Re: TICKET 259: 'treat as invalid' not defined from Julian Reschke on 2010-12-13 (ietf-http-wg@w3.org from October to December 2010)

From: Julian Reschke <julian.reschke@gmx.de>
Date: Mon, 13 Dec 2010 09:36:48 +0100
To: Adam Barth <ietf@adambarth.com>
CC: Mark Nottingham <mnot@mnot.net>, httpbis <ietf-http-wg@w3.org>
Message-ID: <4D05DB20.3030009@gmx.de>

On 13.12.2010 00:36, Adam Barth wrote:
> ...
> The only browsers in his test that \-decode the filename parameter are
> Opera and Konquerer.  The other browsers, representing some 99% of the
> market, do not \-decode.
>
> Based on this data lone, I'd be quite hesitant to implement \-decoding
> in my hypothetical user agent.  Worse, the \ character is actually
> quite commonly used in file paths because it is the path separator on
> Windows.  It seems entirely likely that some number of servers send
> absolute paths rather than file names,
>
> Content-Disposition: attachment; filename="C:\foo\newsheet.html"
>
> or even just relative paths, like "foo\bar.html".
>
> Now, I haven't gone out and measured the prevalence of the \ character
> in the headers on the web.  If some would like to run that experiment,
> I'd certainly be open to considering that data.  However, in the
> absence of such data, I think it's unlikely that browsers will change
> their behavior.
> ...

We are going in circles, and have been for months now.

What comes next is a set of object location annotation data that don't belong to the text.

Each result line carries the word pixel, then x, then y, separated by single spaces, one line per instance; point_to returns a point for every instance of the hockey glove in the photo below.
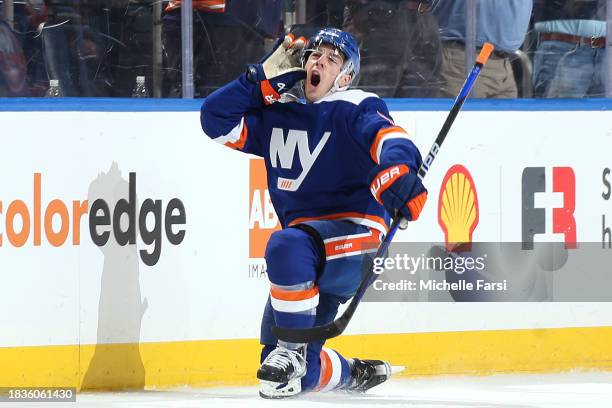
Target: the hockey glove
pixel 279 70
pixel 398 190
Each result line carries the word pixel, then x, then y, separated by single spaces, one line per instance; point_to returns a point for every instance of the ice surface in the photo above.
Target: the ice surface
pixel 576 390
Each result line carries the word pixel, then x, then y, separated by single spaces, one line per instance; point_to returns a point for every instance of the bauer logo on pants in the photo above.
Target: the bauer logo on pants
pixel 540 194
pixel 458 206
pixel 262 217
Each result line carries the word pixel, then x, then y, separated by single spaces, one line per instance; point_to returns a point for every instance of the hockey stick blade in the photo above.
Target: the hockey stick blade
pixel 336 327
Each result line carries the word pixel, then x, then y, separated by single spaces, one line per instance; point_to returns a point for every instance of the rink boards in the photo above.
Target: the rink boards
pixel 180 301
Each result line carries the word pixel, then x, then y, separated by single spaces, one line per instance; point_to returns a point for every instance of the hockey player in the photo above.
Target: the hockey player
pixel 354 166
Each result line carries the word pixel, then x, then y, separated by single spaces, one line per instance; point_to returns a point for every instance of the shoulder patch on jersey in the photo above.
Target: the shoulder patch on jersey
pixel 354 96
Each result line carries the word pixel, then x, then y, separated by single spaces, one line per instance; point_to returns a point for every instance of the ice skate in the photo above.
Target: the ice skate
pixel 281 372
pixel 366 374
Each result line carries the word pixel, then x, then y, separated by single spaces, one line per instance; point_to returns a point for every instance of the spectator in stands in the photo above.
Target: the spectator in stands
pixel 325 13
pixel 503 23
pixel 75 46
pixel 227 35
pixel 570 57
pixel 400 46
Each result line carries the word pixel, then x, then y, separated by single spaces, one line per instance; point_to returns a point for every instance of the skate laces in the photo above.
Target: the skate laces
pixel 282 358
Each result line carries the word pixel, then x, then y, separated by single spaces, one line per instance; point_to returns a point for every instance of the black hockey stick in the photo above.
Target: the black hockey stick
pixel 335 328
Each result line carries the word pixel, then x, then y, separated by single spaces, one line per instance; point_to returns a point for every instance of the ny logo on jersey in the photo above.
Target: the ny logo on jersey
pixel 284 151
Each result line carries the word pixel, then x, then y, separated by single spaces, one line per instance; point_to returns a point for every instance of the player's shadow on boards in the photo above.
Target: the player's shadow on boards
pixel 116 361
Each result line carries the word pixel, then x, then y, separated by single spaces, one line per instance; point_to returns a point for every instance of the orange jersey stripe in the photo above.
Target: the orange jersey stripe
pixel 381 133
pixel 239 144
pixel 281 294
pixel 373 218
pixel 353 245
pixel 326 370
pixel 385 178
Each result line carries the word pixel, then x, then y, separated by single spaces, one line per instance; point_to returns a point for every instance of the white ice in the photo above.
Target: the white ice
pixel 575 390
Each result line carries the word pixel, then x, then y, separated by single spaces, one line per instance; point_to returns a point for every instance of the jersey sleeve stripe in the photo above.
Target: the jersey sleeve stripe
pixel 393 132
pixel 236 138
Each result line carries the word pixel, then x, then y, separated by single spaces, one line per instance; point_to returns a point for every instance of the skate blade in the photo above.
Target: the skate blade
pixel 274 390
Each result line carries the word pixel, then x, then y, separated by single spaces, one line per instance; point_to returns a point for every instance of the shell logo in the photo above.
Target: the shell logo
pixel 458 207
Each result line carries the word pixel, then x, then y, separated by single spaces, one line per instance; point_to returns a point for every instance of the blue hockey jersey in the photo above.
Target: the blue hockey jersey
pixel 319 155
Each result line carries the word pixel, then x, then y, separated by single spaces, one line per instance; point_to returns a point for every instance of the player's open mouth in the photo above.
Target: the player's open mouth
pixel 315 78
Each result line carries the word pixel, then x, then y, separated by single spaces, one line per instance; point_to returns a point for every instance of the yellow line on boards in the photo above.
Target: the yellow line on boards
pixel 234 362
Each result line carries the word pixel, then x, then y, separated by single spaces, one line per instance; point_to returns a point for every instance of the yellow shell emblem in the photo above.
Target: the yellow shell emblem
pixel 458 206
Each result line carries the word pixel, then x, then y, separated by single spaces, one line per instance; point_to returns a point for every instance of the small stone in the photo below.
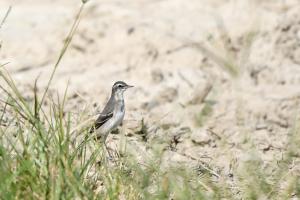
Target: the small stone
pixel 201 137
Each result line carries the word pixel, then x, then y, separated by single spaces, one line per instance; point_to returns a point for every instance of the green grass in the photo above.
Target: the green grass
pixel 41 159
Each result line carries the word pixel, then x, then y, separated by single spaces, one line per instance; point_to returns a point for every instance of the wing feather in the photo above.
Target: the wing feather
pixel 105 115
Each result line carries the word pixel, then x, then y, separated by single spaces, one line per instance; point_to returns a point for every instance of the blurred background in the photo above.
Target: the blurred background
pixel 207 74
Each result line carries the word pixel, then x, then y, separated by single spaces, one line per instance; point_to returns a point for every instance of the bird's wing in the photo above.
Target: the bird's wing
pixel 105 115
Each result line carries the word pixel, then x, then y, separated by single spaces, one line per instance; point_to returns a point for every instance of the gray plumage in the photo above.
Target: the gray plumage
pixel 113 113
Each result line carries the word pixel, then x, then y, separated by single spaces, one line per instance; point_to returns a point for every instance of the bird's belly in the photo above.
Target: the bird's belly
pixel 112 123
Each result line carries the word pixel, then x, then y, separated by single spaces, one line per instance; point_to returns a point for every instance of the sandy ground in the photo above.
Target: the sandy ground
pixel 173 51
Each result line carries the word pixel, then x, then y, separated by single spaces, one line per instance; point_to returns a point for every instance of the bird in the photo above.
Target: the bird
pixel 113 113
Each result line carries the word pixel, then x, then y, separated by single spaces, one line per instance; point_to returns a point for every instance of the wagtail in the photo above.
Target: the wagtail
pixel 113 113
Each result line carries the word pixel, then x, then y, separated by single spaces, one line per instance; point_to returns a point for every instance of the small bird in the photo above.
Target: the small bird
pixel 113 113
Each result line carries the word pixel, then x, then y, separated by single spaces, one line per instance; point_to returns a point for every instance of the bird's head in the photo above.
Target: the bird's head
pixel 119 87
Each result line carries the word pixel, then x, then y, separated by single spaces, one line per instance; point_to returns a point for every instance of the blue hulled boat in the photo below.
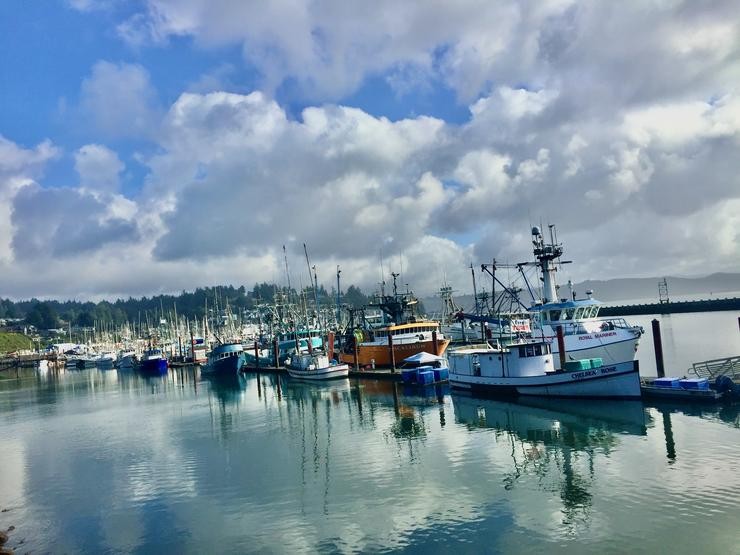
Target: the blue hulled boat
pixel 153 361
pixel 226 358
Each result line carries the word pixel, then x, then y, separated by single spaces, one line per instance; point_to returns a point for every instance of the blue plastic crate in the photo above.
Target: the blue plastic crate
pixel 410 376
pixel 694 383
pixel 441 374
pixel 426 377
pixel 669 382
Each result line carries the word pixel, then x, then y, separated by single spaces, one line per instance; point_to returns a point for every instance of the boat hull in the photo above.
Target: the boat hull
pixel 620 380
pixel 229 365
pixel 154 366
pixel 319 374
pixel 379 354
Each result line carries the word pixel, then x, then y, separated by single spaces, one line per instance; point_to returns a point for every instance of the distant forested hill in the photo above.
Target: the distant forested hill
pixel 53 313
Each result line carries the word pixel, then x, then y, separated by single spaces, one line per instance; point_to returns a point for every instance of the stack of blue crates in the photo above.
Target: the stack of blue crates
pixel 670 382
pixel 441 374
pixel 426 377
pixel 410 376
pixel 694 383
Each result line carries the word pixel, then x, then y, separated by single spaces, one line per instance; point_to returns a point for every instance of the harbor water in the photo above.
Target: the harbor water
pixel 106 462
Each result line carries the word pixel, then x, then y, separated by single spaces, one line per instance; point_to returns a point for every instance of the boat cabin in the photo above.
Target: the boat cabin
pixel 513 361
pixel 568 311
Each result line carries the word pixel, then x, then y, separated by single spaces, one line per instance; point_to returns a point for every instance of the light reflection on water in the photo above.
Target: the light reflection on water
pixel 99 461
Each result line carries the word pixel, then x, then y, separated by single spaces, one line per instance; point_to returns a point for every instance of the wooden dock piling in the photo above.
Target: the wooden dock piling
pixel 658 343
pixel 561 347
pixel 392 354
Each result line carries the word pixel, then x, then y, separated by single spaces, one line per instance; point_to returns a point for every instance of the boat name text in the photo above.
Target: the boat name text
pixel 597 335
pixel 594 372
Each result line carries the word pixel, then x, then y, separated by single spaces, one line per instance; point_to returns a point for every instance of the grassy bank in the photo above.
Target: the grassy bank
pixel 10 342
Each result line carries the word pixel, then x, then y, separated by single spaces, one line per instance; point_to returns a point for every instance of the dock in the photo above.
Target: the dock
pixel 672 307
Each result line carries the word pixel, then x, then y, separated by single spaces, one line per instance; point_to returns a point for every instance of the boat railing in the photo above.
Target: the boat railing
pixel 711 369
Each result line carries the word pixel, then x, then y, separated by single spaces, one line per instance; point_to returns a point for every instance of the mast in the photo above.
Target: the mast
pixel 546 254
pixel 339 314
pixel 475 291
pixel 314 283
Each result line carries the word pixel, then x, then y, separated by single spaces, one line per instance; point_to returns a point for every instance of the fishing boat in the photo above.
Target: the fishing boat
pixel 315 366
pixel 197 351
pixel 404 335
pixel 585 335
pixel 225 358
pixel 153 361
pixel 105 360
pixel 527 368
pixel 714 380
pixel 126 359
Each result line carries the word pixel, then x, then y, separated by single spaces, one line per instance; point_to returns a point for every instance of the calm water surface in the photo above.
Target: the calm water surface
pixel 99 461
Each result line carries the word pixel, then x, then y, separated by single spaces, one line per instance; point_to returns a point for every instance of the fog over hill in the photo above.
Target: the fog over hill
pixel 615 291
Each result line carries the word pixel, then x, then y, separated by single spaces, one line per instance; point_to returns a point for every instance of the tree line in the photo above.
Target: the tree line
pixel 191 305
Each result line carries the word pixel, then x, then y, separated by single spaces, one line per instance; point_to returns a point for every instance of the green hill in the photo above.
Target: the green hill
pixel 10 342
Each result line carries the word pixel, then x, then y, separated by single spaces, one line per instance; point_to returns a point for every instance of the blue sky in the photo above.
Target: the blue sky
pixel 164 145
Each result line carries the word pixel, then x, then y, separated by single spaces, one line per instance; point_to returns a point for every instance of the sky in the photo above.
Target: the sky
pixel 156 146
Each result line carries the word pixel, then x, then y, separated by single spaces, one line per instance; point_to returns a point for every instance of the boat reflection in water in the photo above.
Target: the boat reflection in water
pixel 557 440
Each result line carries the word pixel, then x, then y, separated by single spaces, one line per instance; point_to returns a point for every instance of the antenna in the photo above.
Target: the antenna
pixel 287 273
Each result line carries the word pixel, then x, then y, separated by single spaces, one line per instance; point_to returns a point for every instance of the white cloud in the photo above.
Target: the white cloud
pixel 19 168
pixel 120 100
pixel 578 114
pixel 98 167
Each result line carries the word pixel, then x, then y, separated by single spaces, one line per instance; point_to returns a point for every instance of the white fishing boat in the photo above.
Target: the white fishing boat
pixel 527 368
pixel 126 359
pixel 315 366
pixel 105 360
pixel 585 335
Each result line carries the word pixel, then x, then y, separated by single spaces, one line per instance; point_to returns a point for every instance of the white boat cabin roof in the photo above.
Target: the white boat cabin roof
pixel 568 310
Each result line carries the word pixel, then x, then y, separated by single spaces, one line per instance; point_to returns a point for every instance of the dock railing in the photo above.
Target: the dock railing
pixel 711 369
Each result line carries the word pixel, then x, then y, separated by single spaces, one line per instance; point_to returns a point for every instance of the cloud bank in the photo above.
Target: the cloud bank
pixel 620 124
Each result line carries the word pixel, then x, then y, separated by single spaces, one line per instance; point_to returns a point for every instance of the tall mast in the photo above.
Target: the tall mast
pixel 546 254
pixel 314 283
pixel 339 314
pixel 475 291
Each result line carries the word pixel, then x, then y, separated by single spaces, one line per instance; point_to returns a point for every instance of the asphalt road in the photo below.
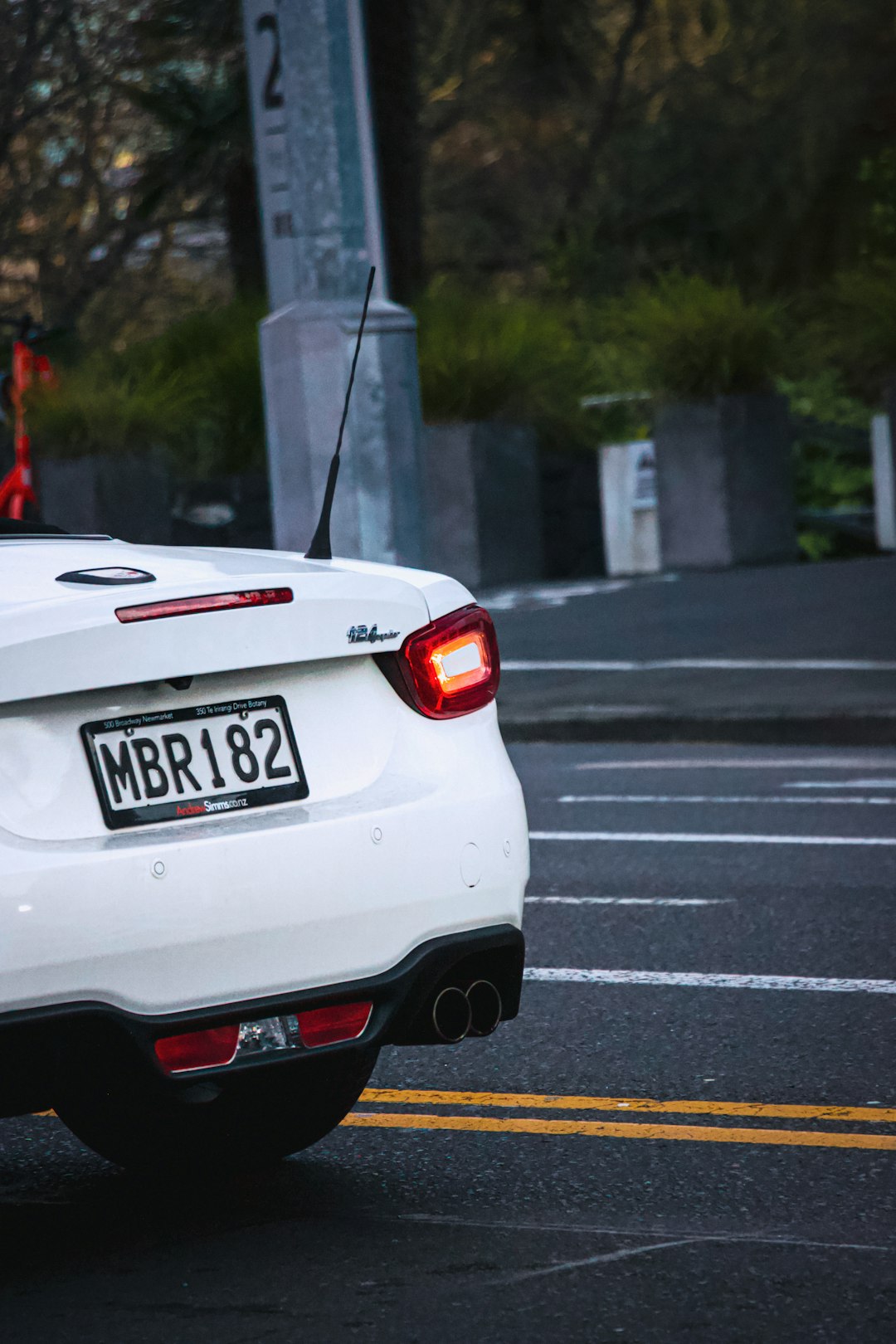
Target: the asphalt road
pixel 687 1157
pixel 789 652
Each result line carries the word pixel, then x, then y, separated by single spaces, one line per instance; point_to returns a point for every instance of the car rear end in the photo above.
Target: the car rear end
pixel 251 810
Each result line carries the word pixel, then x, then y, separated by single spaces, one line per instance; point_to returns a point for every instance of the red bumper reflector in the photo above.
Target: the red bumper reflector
pixel 210 602
pixel 327 1025
pixel 197 1049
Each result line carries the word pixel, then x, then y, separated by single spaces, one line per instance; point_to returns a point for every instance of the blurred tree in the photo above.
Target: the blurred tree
pixel 191 66
pixel 601 140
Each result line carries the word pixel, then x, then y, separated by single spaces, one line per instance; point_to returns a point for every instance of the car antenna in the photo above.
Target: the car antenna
pixel 321 548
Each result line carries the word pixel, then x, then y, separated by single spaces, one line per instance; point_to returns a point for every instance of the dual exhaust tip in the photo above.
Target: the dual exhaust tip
pixel 472 1012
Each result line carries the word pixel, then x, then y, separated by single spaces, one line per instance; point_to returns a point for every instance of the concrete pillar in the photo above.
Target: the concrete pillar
pixel 884 464
pixel 323 230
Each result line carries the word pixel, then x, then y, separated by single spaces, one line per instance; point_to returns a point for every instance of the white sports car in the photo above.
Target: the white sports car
pixel 256 821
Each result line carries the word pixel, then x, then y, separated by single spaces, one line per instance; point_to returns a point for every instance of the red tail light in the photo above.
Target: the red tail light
pixel 197 1049
pixel 212 602
pixel 327 1025
pixel 448 668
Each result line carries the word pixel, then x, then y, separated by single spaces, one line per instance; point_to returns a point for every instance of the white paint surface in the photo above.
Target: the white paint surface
pixel 702 838
pixel 705 797
pixel 699 665
pixel 627 901
pixel 742 763
pixel 698 980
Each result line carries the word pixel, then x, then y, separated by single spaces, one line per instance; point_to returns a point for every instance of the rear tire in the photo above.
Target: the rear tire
pixel 256 1120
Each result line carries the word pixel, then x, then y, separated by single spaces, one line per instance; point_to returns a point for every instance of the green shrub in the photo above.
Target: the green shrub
pixel 694 340
pixel 490 358
pixel 195 392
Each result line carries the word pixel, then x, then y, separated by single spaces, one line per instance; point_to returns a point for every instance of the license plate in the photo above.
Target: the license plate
pixel 207 761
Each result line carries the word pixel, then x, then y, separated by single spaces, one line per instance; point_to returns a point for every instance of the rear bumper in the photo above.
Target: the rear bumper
pixel 43 1051
pixel 175 918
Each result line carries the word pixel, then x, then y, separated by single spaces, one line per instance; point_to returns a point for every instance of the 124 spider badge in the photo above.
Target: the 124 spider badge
pixel 362 635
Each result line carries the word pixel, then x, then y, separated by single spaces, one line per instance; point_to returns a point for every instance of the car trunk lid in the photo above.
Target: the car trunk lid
pixel 62 636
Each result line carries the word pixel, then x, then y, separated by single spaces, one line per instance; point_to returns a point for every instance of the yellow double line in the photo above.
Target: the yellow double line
pixel 622 1127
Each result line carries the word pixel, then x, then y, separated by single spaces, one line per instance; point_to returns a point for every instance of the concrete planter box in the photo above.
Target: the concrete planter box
pixel 127 496
pixel 724 483
pixel 484 503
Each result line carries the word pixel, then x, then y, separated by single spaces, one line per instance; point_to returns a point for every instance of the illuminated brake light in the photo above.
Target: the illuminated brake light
pixel 210 602
pixel 328 1025
pixel 197 1049
pixel 448 668
pixel 461 663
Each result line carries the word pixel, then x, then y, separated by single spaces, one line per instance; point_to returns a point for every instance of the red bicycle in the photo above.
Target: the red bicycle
pixel 17 496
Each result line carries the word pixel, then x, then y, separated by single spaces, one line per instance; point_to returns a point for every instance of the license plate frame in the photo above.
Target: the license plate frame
pixel 178 810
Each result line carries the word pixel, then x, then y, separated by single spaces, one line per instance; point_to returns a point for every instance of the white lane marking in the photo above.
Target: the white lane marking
pixel 702 838
pixel 707 797
pixel 742 763
pixel 627 901
pixel 592 1230
pixel 698 665
pixel 698 980
pixel 605 1259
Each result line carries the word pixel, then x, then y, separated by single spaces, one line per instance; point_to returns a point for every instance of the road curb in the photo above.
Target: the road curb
pixel 822 730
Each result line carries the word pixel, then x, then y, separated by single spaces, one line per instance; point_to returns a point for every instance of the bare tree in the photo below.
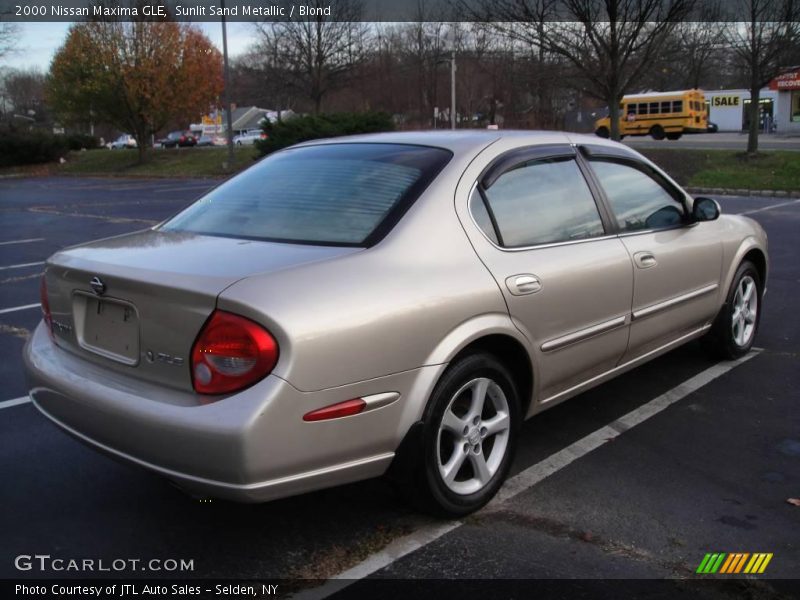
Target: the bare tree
pixel 316 56
pixel 699 43
pixel 25 91
pixel 8 38
pixel 767 38
pixel 609 43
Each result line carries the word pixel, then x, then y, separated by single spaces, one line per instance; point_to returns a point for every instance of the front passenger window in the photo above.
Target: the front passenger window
pixel 638 201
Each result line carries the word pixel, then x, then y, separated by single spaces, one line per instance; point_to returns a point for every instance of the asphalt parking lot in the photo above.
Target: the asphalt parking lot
pixel 724 140
pixel 711 472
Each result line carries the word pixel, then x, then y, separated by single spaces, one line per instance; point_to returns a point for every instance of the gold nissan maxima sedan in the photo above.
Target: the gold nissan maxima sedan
pixel 395 303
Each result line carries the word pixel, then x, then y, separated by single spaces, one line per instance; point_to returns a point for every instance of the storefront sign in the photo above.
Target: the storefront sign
pixel 787 81
pixel 725 101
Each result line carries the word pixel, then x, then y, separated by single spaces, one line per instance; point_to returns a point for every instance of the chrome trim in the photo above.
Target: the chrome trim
pixel 582 334
pixel 624 366
pixel 379 400
pixel 654 308
pixel 534 247
pixel 624 233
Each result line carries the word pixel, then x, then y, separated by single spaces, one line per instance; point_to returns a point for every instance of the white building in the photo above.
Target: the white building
pixel 780 105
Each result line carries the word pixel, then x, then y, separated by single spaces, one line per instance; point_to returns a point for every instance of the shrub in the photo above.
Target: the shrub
pixel 79 141
pixel 30 147
pixel 312 127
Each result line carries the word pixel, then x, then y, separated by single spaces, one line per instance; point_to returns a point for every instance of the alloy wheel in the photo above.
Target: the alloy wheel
pixel 473 436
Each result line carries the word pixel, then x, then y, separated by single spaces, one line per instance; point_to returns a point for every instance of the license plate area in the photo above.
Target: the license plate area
pixel 107 326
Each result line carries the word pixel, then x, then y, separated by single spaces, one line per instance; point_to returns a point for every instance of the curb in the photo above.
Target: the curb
pixel 742 192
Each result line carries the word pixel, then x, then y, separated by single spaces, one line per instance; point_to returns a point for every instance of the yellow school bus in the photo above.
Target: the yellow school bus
pixel 659 114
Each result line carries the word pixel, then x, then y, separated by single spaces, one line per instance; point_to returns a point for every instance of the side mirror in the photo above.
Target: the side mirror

We discussed this just two 10 days ago. See 
<http://lists.w3.org/Archives/Public/ietf-http-wg/2010OctDec/0536.html>, 
where I said:

-- snip --
"Fixing" means "changing things to work as specified".

So the question here is whether it would break things because there are
servers sending unescaped backslashes. As far as I can tell, sending
path separators in the filename indicates a bug in the sender, or an
attempt to trick the user agent to do something it's not supposed to do.

So the "harm" of actually doing the unescaping would be that for a
filename that needs to be postprocessed anyway, the problematic
character would be filtered in a different way.

Starting with

    filename="a\bc"

the broken implementation sees "a" and "bc" separated by a path
separator, and will prost-process this to "abc", "a_bc" or "bc" (where _ 
  could be a different replacement character).

A correct implementation sees "abc".

I don't think there's a problem here.
-- snip --

You did reply to that in 
<http://lists.w3.org/Archives/Public/ietf-http-wg/2010OctDec/0538.html> with

"None of the user agents do \-decoding.  I don't see any value in them 
starting."

...which I quite frankly didn't find helpful. It appears that we have 
differing opinions on whether it's useful to have consistent handling of 
specific syntactical constructs.

I believe having different parsers for quoted-string depending on the 
context they appear in is both a bad idea in general, and also not 
*needed* here.

> Finally, I don't think we should require user agents to implement
> behavior we have reason to believe will not be implemented by a number
> of major implementations.  Every time we do that, we take one more

On the other hand, we also shouldn't require user agents to break the 
spec that has been around for ~10 years when there's no compelling 
reason to do so.

> step down the path to irrelevance.  I'd like to see more engagement
> between the browser vendors and the IETF, not less.

Yes, so do I. That's why I'd like to hear from the other browser makers 
(not necessarily vendors), and also observe how far we'll get with 
fixing the C-D bugs in Firefox once they are past the FF4 release.

> ...

Best regards, Julian

Received on Monday, 13 December 2010 08:37:28 UTC